Here are some ideas for how to market your app on a tight budget:

  • Nail the basics: The best way to use your limited marketing time and resources is to create great assets to promote your app, such as your app’s name, your app description to appear on the app marketplaces, your visual screenshots, and your app icon. Before you spend a penny on advertising, make sure that you read our articles on how to create amazing assets that get your app noticed in a crowded market. Also, focus on getting your app’s name right. Just the simple choice of a name for your app – whether it’s a clever, visually compelling name for a game, or a clear, descriptive name for a solution-based app – can make a big difference in helping your app stand out from the competition.App Promotion
  • Build your own network: Most app developers won’t have the money to push their apps into the top ranks through CPI advertising alone. But, there is nothing to stop you from creating your own network of promotional opportunities with other developers. You can either use one of the cross promotional network like the GameHouse Promotion Network or do your own direct deals with other developers.
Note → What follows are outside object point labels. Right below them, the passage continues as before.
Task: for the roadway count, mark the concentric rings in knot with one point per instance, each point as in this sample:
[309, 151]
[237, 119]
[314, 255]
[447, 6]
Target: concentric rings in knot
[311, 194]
Instead of paying for attention, share your own audience with other developers in exchange for help in broadening your pool of potential users.
  • Use social media effectively: Social media is one of the cheapest and (in the long-term) most effective ways to promote your app. You need to include social media in your overall app design, starting from Day 1. Make it easy for users to share your app and share their achievements from your app on social media. Use virtual currency or in-app badges to reward users for connecting with you on social media. Make a long-term commitment to your community of users on social media, and look for opportunities to “co-create” content with them – such as asking for suggestions for new levels or features, and taking surveys to see how people enjoyed the latest update to your app.
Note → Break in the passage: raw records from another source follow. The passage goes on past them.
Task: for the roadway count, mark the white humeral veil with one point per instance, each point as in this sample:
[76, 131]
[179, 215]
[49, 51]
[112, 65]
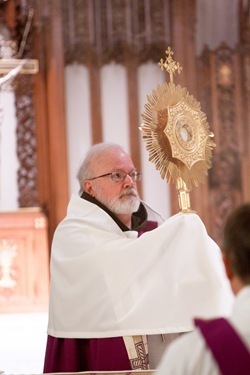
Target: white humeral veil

  • Leverage PR, contact app reviewers early and often: Instead of buying attention through advertising, you can “earn” attention by getting your app in front of key app reviewers and bloggers. You can start with your immediate network of users, friends and fans. Build relationships with bloggers and journalists who write about apps (or who write about the industry/activity/theme that relates to your app). Reaching out to nontraditional app reviewers might be more effective – since app reviewers are deluged with requests to review apps, you might break through if you can get a mention on Twitter from an influential expert in the field that your app is designed for, or if you can build up a network of testimonials from bloggers and influential people, even if they are not traditional tech journalists or app reviewers.
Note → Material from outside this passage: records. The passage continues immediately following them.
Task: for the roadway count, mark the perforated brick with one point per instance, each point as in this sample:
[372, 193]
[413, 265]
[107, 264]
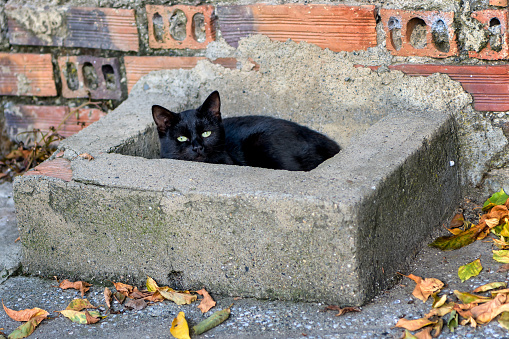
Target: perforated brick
[419, 33]
[22, 118]
[90, 27]
[495, 22]
[26, 74]
[499, 3]
[337, 27]
[488, 85]
[56, 168]
[180, 26]
[84, 76]
[138, 66]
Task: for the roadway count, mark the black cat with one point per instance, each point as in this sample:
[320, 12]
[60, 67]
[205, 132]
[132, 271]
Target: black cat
[201, 135]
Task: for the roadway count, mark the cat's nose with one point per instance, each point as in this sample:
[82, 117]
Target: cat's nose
[198, 148]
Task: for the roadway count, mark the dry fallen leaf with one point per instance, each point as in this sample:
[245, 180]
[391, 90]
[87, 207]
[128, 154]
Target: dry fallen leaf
[179, 328]
[486, 312]
[78, 285]
[86, 156]
[79, 304]
[207, 302]
[136, 304]
[108, 296]
[123, 288]
[340, 310]
[425, 288]
[413, 325]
  • Cut your price (temporarily): Of course, this technique is much more effective when you can actually pay to make it work (i.e. with Free App a Day or Appgratis). But even if you can’t afford to place your app on one of these promotional sites, you can still get a significant boost in downloads by dropping the price of your app once in a while for a short period of time, or making it free for a day. Many developers use this technique to great effect. Just make sure that you don’t do it too often (a good rule of thumb is that you shouldn’t drop your prices more than once every 3-6 months – that way, prospective users won’t get used to seeing it available for a cheaper price, and your existing users won’t resent having paid full price).

Mobile app marketing doesn’t have to cost a lot of money. If you have a strong app marketing strategy and you’re willing to do some legwork, there are a lot of opportunities to promote your app and put your app in front of a larger audience without having to spend on ads.

What’s your take on this? What are some of your favorite “low budget” app marketing techniques? If you could recommend one “paid” app marketing tactic, what would it be?